Even if the appellant's deduction of the area ratio VMA of the MA structure of Example F-17 of D4 from the amounts of martensite and of retained austenite (see page 54 of the grounds of appeal and Table 3 of D4) were correct, the resulting range of ratio VMA/Vgamma would only overlap with that of claim 1.

The appellant pointed to Examples 4 and 5 of the patent (see Tables 2-1 and 3-1) to conclude that a decrease in crashworthiness (TS x VDA bending angle) in cases where the final stand rolling rate was outside the claimed range was necessarily accompanied by a decrease in stretch-flangeability (TS x lambda): it asserted that, as the stretch-flangeability of Example F-17 of D4 was in the claimed range, the invention could not lead to greater crashworthiness.

However, such a general conclusion is speculative and not convincing.

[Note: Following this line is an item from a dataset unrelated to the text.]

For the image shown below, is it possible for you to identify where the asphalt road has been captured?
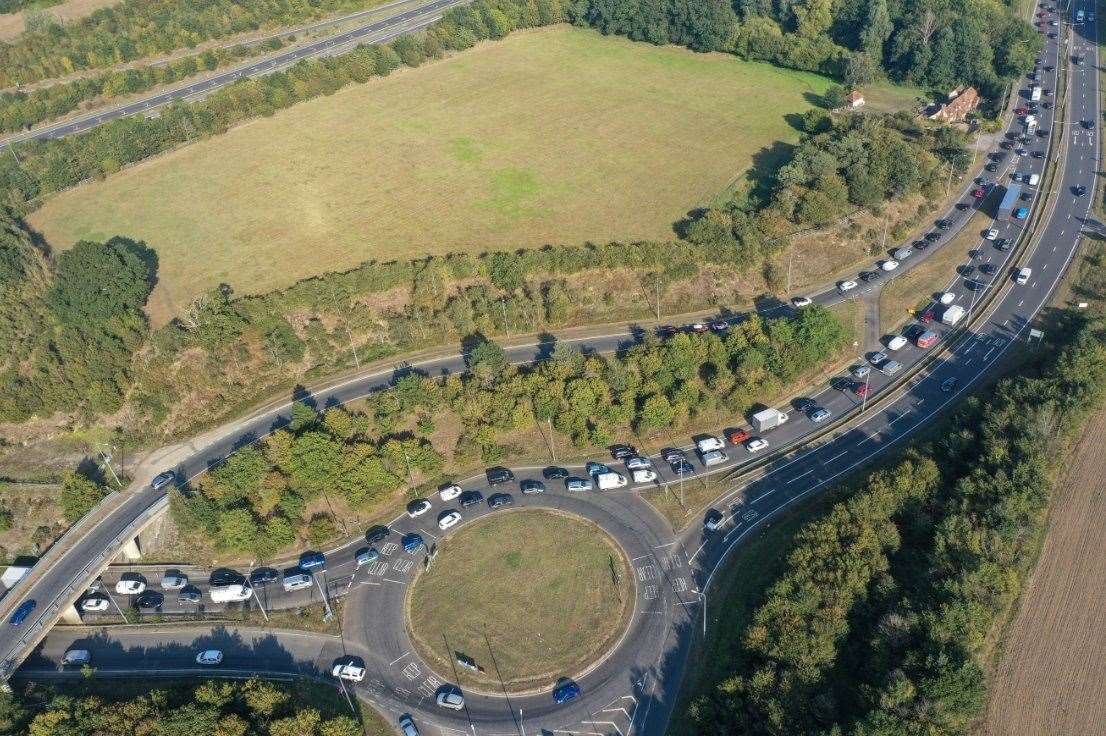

In fact, the appellant has provided no experimental evidence of its own to prove that the crashworthiness of the invention (in particular with hot-rolling conditions and a particle size of the MA structure in the claimed ranges) is not greater than that of Example F-17 of D4 (see also the reasoning under point 2.4 above).

There is thus no reason to doubt that the problem has been successfully solved.

The appellant argued that a combination with D5/D5a rendered the object of claims 1 and 5 to 7 obvious, but there is no hint in D5/D5a (see in particular paragraphs [0006] and [0095]) that the claimed hot-rolling rate could improve crashworthiness.

The same holds true for D11 and D12/D12a (the question of the admission of these documents notwithstanding). With regard to D11, the appellant alleged that Example 4B and paragraphs [0021], [0064] and [0065] provided a hint. However, D11 only discloses an "accumulative rolling reduction ratio", not the claimed "rolling rate at the final stand of finish rolling" (see paragraph [0106]).

In the absence of any hint in the available prior art that the problem posed could be solved in the claimed manner, the subject-matter of claims 1 and 5 to 7 thus also involves an inventive step over Example F-17 of D4.

2.7 The same reasoning also applies to dependent claims 2 to 4.